On her blog are photographs of everything from Air New Zealand aeroplane food (Skippy cornflakes and fruit for breakfast) to glamorous photos and commentary from the catwalks of Huffer and Twentysevennames.
But being watched by the virtual world of net-surfers can be tough grind, she says.
"(It takes) hard work and dedication. In order to be well-known you really need to create your presence by being active in communities online and offline."
Stewart says she writes about everything she attends, including "parties, events and products I use".
She gets paid to blog about events and products, but she says she only blogs about things she actually likes to "keep with being authentic".
Although blogging is a hobby for many, Stewart has carved a career out of it, consulting on social media for agencies and brands who want to get online and connect with their audience.
New Zealand fashion blogger Isaac Hindin Miller, a snappy dresser who has built up a career as a fashion journalist through his blog Isaac Likes (isaaclikes.com), started blogging for two reasons.
"One, I felt like I had something to say and I wanted a platform to enable me to say it. Two, it was a reaction to what I saw as a lack of critical or honest fashion writing in New Zealand," says Hindin Miller. "Everywhere I looked, the newspapers, the other websites were regurgitated press releases. I thought somebody needed to tell the truth."
Known for his "uniform" of beige cotton pants, tailored blazers and sneakers, Hindin Miller attends fashion shows around the world, and has broken several major industry stories.
He believes his success comes from the original content of the blog.
Hindin Miller says he delivers stories other writers may hesitate on, which have landed him in hot water. In 2008 Hindin Miller was dismissed from AGM's Urbis magazine where he worked as a market editor, for blogging ACP's plans to close its website Runway Reporter.
Hindin Miller now earns his living from advertising, web syndication and freelance work. He collaborated with New Zealand menswear label Little Brother on their Spring/Summer 10/11 range, helping to design two pieces.
Being a blogger has its risks. "You don't have a large media organisation to back you up with legal issues or support - you're on an island," says Hindin Miller. "You've got to rely on your own courage, ethics, integrity and persistence. Sometimes you fail miserably, sometimes you win. For a blog like mine, the highest traffic generally comes when you break a story."

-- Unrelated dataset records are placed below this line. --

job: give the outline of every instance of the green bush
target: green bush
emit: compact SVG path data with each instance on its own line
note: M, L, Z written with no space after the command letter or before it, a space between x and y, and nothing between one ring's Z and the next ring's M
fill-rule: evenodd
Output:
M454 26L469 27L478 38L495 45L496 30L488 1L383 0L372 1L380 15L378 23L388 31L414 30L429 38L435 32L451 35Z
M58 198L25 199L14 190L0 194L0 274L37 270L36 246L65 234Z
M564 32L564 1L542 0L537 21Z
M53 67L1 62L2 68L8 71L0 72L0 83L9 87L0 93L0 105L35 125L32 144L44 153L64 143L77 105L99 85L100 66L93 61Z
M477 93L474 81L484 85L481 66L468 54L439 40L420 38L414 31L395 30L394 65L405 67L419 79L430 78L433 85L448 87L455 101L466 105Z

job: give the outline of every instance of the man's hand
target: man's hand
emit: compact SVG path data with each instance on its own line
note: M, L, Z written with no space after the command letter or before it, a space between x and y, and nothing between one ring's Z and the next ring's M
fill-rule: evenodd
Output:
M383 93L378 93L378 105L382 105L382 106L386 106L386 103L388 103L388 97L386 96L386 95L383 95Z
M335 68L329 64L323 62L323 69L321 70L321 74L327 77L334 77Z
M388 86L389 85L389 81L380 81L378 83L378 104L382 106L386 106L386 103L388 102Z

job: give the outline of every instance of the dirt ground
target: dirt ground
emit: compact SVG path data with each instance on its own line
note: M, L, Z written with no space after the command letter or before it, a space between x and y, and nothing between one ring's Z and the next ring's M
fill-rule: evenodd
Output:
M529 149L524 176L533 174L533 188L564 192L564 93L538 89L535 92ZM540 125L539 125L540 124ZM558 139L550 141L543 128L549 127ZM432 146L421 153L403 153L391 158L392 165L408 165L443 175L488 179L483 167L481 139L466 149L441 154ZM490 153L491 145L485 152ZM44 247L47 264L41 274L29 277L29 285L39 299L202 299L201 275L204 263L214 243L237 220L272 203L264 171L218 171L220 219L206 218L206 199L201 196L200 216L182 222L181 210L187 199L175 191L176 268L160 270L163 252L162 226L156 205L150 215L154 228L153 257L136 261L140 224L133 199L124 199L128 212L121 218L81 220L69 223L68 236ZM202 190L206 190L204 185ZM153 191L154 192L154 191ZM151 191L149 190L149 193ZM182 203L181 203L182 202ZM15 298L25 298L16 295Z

Kiwi fashion blogger Emma Gleason of Rag Pony (rag-pony.blogspot.com) also attributes her success to the quality of her writing. "I make an effort to have clarity and thought show in my work," says Gleason, a 22-year-old AUT fashion design student. "I also have a great respect for and interest in history and nostalgic popular culture, which I think gives my blog depth, substance and integrity. I also only write about things I love and that inspire me, which I think makes my blog a positive place and makes the quality of it high."
Gleason began blogging about two years ago, but she is already turning heads in the fashion industry for her sharp eye. Her blog gets around 1000 hits a day.

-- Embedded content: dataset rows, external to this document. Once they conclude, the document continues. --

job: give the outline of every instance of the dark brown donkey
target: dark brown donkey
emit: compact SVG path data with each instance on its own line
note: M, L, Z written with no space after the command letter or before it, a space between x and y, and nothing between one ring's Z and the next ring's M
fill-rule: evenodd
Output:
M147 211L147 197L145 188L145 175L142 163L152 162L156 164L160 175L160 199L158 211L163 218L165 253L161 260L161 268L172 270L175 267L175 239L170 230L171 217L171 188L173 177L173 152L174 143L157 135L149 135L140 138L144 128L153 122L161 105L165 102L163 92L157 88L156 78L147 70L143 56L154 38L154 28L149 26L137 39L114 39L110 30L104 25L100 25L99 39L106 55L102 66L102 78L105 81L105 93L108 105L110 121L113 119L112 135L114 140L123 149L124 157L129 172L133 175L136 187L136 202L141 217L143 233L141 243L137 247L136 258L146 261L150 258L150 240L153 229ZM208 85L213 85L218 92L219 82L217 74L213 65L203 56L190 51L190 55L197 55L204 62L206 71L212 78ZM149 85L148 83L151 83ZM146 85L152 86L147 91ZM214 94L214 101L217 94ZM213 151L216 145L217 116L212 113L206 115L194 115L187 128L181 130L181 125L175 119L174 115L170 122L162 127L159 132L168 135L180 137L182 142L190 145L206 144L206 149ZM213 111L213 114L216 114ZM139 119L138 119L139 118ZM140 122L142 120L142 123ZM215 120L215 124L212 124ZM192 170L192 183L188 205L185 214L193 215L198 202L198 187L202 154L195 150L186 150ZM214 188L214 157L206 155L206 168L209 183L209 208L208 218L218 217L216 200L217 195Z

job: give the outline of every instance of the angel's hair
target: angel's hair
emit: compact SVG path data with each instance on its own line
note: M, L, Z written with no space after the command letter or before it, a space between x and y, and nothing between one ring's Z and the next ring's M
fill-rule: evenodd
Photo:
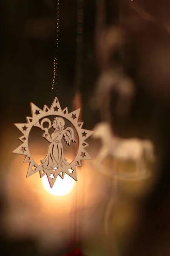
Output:
M56 120L57 122L57 127L59 129L60 131L62 131L64 129L64 125L65 122L64 119L61 117L56 117L54 119L54 120Z

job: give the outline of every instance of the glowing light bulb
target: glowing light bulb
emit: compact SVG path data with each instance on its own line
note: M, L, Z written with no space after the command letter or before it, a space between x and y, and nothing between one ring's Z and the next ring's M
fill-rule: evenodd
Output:
M59 176L52 189L51 188L47 176L42 178L43 186L47 192L53 195L65 195L69 194L73 189L75 185L75 181L69 176L65 174L63 179Z

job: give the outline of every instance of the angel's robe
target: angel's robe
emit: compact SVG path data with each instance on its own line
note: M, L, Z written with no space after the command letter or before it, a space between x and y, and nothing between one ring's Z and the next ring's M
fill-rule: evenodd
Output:
M46 169L51 170L57 167L63 167L69 163L64 156L62 143L61 142L63 133L57 131L54 131L51 135L48 133L44 134L42 137L50 142L48 152L45 157L41 160L42 166Z

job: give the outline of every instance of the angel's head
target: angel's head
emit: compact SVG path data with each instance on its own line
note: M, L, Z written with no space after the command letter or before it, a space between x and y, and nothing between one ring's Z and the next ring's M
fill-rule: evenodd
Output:
M55 130L62 131L64 129L65 124L65 122L63 118L61 117L55 117L53 122L53 128Z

While she does not earn money from blogging yet, Gleason admits blogging does take up a lot of time. "I treat it as a job basically, slotting several hours every day to it," she says. "It's a lot more time, energy and emotionally consuming than people realise."
Gleason says the blog has also provided her with amazing opportunities and experiences as well as insight into the fashion industry.

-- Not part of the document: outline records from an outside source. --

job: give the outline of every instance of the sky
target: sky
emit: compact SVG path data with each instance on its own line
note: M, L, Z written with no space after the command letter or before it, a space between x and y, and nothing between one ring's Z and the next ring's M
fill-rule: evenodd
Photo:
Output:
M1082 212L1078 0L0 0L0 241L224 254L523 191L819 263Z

She tries to keep a balance between writing about collections, editorial, inspiration and herself to keep the readers interested.
Her tips for a successful blog echo those of Stewart and Hindin Miller. "Hard work and drive, dedication, a point of difference, an appealing aesthetic, involvement in the blogging community. And above all, patience," says Gleason.
"Good things take time, you won't get thousands of followers in the first week. But keep going and keep your standards up."
Former Hamilton woman Megan Robinson runs online fashion magazine thread.co.nz - one of the first New Zealand fashion blogs.
Launched 10 years ago, Thread gets more than 5000 page views a day, and is a source for fashion, cultural and beauty news, with articles and giveaways.
Robinson, now based in Auckland with a young family, says her path to thread.co.nz was obvious. She used to run Victoria St fashion store Sun in the 1990s and her passion for fashion translates online. "I enjoy shopping and looking at interesting stuff on the web, so thought that others would enjoy it, too," says Robinson. "I talked to various people and had an overwhelming response. I had the site developed and it became a reality."
The mother of baby Lily, Robinson says it is great to be able to work from home on the website. But she says it's also a disadvantage to have to upload articles at all hours, day and night. She has contributors around New Zealand covering events, and gets people emailing her most weeks about writing for Thread.
To improve your online presence, Robinson recommends getting other sites linking to your site and paying attention to the keywords used in the text.
She has been using social media heavily in the past year to promote her website.
"Facebook and Twitter have been invaluable in developing online community and interaction with our readers, as well as driving traffic to the website."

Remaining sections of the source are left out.